## Chapter 8 - Dimensionality Reduction

### Unsupervised Learning

In supervised learning, we have an access to $p$ features measured on $n$ observations, and a response $y$ is given. The goal is then to predict $y$ using the $p$ features.

In unsupervised learning, we only have a set of features $X_1, \cdots, X_p$ measured on $n$ observations. We are not interested in prediction because we do not have an associated response variable $y$. Rather, the goal is to discover interesting things about the measurements $X_1, \cdots, X_p$. Can we visualise the data? Can we discover subgroups among the variables or the observations?

Unsupervised learning is much more challenging. The analysis tends to be more subjective / biased and there is no simple goal of the analysis. Unsupervised learning is part of <u>exploratory data analysis</u>. Furthermore, in unsupervised learning there is no way to check our work - we don't have tools like cross-validation to measure the performance of our technique.

### The Curse of Dimensionality

Many ML problems involve training on many features, for each training instance - $p$ can be very large. This process is slow and makes it harder to find a good solution. This is called the curse of dimensionality.

Consider the MNIST example. The pixels on the image borders are almost always white (feature has low variation) so they can be removed. Neighbouring pixels usually have the same colour so they can be averaged to form one feature (features have high correlation). Such steps do not result in much information loss.

In theory, one solution to overcome the curse of dimsensionality is to increase the size of the training set.

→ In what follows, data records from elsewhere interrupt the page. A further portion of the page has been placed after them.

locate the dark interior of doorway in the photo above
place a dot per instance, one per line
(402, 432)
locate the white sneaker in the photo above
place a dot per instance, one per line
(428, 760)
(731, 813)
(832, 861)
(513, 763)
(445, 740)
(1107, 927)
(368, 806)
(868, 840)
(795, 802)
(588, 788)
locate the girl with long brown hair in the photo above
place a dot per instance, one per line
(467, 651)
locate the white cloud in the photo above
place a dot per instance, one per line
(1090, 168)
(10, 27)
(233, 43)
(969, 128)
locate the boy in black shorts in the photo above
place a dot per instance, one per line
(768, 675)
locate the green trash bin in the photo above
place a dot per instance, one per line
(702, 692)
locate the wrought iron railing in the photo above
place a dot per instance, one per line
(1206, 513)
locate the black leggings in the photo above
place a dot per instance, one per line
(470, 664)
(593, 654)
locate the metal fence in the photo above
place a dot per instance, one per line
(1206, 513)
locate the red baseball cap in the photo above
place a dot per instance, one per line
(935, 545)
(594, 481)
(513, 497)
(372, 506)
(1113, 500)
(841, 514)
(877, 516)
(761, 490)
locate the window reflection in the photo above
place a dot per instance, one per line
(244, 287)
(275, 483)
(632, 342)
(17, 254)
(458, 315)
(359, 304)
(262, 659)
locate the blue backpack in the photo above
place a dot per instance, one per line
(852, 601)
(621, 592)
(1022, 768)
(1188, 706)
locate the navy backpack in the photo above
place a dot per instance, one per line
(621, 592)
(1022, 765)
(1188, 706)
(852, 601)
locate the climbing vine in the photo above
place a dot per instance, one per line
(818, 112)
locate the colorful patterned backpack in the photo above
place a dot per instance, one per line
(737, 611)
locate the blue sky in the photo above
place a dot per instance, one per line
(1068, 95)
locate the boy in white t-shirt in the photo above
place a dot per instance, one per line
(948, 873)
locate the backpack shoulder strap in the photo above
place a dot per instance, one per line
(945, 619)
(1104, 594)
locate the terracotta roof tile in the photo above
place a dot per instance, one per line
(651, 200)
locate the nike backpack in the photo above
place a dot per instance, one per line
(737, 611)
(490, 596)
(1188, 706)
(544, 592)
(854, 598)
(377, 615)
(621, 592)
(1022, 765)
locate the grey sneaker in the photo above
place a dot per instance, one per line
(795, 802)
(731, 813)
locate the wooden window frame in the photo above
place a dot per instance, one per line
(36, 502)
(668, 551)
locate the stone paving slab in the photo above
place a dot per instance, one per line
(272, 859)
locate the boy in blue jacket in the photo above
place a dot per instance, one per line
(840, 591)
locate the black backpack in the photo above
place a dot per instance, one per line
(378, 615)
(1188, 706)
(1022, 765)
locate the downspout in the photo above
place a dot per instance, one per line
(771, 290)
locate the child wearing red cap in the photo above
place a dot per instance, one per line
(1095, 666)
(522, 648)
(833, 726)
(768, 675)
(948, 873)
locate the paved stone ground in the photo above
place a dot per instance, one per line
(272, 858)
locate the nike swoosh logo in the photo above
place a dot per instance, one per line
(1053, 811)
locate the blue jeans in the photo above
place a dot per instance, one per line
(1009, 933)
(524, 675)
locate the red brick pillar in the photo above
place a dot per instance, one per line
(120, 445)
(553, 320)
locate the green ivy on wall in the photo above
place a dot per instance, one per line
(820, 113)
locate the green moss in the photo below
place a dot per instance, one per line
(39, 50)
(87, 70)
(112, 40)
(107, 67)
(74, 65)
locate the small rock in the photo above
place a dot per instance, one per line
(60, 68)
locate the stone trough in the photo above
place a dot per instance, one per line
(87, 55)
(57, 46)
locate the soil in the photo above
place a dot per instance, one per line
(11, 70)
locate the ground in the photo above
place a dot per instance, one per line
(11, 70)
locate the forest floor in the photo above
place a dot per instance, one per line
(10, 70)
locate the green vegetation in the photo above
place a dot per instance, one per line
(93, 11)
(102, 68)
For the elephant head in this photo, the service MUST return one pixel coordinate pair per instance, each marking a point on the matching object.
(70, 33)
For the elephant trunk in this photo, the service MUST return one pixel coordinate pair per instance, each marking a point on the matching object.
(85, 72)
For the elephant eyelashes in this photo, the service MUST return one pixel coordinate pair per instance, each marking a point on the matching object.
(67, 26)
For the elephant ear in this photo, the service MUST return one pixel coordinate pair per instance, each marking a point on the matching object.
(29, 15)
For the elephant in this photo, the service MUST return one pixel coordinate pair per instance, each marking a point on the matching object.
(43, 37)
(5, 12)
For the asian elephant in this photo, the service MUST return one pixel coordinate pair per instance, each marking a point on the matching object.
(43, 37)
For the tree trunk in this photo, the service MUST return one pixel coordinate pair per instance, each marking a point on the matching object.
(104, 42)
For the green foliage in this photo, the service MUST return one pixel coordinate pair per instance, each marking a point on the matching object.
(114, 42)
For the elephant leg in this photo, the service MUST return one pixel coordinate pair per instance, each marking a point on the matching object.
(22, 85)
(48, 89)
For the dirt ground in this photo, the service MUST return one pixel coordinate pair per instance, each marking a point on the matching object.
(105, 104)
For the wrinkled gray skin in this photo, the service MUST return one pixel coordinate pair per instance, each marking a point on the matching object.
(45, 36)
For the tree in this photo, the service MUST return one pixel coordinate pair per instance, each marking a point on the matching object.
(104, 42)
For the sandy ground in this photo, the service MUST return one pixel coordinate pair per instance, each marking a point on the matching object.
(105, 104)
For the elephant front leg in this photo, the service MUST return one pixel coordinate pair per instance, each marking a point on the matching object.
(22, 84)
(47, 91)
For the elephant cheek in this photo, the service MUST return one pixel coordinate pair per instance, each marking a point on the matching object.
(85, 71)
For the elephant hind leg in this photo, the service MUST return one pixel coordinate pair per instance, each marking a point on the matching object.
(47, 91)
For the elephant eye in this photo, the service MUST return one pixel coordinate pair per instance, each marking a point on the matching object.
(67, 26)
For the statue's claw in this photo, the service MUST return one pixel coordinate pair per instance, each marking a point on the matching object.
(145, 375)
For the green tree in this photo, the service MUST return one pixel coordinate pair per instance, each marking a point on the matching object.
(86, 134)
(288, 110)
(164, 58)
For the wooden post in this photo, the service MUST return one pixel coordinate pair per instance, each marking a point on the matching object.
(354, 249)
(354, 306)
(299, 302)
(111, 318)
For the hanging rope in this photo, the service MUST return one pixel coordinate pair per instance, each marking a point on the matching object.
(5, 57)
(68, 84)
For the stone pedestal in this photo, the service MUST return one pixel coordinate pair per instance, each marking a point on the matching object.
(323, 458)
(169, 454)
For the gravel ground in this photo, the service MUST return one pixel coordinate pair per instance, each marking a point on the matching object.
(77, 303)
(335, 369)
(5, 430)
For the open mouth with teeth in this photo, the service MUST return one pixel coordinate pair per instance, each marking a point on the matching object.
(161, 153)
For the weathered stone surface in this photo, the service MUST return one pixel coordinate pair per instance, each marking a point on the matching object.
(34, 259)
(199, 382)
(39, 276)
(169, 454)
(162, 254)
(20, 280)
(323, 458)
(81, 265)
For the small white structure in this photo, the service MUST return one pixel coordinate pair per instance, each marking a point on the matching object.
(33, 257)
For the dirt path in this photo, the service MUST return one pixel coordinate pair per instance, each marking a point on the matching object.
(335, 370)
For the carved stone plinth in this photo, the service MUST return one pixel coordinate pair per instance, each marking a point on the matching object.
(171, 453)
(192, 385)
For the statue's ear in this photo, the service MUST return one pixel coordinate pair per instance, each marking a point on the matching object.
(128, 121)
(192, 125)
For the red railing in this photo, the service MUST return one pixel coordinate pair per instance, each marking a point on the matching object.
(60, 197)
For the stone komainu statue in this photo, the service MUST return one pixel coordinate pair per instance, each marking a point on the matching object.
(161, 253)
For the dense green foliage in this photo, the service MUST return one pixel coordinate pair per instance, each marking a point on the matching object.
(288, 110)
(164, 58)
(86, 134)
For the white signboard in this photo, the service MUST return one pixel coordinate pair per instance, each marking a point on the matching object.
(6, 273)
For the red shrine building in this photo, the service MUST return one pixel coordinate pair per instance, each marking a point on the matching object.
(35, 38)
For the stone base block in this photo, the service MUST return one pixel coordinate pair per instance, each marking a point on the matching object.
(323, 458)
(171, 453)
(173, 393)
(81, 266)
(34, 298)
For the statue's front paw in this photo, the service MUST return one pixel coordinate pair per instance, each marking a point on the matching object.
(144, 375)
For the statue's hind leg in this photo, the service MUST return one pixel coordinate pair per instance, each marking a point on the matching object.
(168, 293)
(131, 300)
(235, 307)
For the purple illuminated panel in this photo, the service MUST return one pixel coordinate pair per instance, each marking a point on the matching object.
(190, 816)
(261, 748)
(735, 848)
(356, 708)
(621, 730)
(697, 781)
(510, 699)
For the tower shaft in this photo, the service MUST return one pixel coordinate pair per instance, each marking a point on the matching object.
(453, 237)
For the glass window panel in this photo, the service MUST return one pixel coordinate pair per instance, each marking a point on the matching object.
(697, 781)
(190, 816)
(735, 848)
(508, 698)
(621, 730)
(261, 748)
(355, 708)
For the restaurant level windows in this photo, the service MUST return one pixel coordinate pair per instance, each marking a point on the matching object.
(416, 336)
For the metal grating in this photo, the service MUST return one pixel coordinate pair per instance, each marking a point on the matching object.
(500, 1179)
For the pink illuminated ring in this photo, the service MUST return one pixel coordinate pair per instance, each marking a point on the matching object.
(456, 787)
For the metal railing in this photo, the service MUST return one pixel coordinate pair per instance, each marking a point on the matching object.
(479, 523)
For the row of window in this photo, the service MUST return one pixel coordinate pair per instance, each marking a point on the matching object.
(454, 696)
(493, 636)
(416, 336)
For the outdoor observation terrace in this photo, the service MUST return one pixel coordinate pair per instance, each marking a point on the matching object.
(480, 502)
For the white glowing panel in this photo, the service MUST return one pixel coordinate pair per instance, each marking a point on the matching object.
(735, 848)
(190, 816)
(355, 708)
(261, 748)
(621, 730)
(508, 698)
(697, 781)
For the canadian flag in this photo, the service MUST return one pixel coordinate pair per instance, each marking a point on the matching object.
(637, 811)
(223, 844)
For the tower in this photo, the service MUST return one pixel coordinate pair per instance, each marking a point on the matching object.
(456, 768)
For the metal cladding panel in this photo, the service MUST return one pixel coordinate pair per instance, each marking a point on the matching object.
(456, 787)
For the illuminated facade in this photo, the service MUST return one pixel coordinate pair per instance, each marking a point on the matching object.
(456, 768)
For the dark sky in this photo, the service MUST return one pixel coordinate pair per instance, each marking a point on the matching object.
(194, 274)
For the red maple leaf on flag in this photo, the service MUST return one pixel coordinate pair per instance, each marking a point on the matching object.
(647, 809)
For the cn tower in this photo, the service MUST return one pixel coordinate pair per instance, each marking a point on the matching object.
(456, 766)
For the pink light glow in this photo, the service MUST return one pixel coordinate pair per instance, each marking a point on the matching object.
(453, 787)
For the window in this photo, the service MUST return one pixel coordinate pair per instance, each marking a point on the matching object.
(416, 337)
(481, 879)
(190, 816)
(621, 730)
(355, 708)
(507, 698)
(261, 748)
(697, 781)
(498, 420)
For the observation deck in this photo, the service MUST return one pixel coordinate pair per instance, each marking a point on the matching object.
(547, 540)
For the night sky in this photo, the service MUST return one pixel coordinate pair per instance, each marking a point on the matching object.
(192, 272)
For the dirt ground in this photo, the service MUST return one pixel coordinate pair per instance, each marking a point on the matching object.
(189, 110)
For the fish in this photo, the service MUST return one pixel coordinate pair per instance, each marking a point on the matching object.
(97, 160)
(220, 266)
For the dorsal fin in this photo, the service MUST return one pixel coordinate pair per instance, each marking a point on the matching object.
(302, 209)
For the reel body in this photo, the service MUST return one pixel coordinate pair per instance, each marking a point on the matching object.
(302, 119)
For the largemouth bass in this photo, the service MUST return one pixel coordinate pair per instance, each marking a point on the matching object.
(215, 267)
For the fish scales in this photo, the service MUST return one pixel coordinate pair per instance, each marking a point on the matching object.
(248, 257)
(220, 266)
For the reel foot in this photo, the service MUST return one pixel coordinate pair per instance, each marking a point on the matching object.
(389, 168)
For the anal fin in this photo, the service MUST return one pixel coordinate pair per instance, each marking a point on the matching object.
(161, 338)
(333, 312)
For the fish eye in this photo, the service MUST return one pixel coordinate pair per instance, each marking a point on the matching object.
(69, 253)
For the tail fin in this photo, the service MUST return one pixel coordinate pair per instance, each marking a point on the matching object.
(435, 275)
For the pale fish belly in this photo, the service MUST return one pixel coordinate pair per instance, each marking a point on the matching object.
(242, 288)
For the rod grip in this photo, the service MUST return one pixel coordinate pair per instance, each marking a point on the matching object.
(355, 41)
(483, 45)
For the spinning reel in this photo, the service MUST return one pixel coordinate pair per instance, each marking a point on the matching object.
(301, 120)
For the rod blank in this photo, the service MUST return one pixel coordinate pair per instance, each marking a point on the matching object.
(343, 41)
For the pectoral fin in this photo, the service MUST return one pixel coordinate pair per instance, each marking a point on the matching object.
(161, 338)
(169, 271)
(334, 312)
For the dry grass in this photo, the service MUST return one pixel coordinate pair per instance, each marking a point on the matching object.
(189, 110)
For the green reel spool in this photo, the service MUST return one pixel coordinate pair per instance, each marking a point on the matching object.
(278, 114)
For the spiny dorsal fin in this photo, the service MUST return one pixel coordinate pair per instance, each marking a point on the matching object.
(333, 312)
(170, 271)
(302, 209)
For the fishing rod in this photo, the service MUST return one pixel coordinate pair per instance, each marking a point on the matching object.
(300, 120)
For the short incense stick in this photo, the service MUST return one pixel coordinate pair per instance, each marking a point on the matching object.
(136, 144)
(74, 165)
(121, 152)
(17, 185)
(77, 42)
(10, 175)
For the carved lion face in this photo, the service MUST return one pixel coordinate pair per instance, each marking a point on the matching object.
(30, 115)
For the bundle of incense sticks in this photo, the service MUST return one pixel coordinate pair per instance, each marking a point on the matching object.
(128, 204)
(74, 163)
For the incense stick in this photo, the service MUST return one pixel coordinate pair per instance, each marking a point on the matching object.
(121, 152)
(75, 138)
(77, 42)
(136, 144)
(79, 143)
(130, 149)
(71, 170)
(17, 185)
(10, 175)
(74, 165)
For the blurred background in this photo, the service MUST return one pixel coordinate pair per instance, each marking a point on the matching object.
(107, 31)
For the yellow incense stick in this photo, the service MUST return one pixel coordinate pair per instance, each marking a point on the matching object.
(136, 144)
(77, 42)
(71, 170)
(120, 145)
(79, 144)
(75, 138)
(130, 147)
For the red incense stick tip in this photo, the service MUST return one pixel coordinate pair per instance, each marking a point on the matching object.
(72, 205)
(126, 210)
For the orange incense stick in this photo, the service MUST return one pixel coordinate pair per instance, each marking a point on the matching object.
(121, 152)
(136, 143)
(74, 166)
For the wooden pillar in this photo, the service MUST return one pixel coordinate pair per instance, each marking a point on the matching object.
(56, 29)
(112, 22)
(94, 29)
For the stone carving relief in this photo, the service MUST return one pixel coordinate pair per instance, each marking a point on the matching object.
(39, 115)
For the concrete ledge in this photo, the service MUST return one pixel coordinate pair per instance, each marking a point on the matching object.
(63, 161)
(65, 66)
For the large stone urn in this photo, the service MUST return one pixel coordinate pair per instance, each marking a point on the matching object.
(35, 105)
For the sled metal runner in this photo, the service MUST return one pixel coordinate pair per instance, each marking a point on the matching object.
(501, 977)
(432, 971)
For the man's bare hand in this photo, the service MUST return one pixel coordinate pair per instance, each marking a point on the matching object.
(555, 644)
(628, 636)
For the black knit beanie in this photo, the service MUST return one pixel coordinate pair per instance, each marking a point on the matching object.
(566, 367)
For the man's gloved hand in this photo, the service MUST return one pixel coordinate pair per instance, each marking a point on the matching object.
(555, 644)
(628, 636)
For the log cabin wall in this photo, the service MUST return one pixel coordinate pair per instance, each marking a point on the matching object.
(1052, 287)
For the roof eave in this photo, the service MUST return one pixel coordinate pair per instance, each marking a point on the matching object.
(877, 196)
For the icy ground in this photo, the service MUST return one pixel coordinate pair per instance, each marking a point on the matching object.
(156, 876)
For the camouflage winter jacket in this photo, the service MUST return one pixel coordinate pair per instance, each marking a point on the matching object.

However, in reality, the number of training instances required to reach a given density ($\frac np$) grows exponentially with the number of dimensions. 

In [1]:
import pandas as pd
import numpy as np

from sklearn.model_selection import train_test_split
from sklearn.decomposition import PCA

import matplotlib.pyplot as plt

def load(fname):
    import pickle
    mnist = None
    try:
        with open(fname, 'rb') as f:
            mnist = pickle.load(f)
            return mnist
    except FileNotFoundError:
        from sklearn.datasets import fetch_openml
        mnist = fetch_openml('mnist_784', version=1, cache=True)
        with open(fname, 'wb') as f:
            mnist = pickle.dump(mnist, f)
        return mnist

### Principal Component Analysis (PCA)

Consider an ML problem that has a large set of correlated variables (e.g. the neighbouring pixels example in the MNIST dataset). We can summarize this large set of correlated variables with a smaller number of representative variables using principal components.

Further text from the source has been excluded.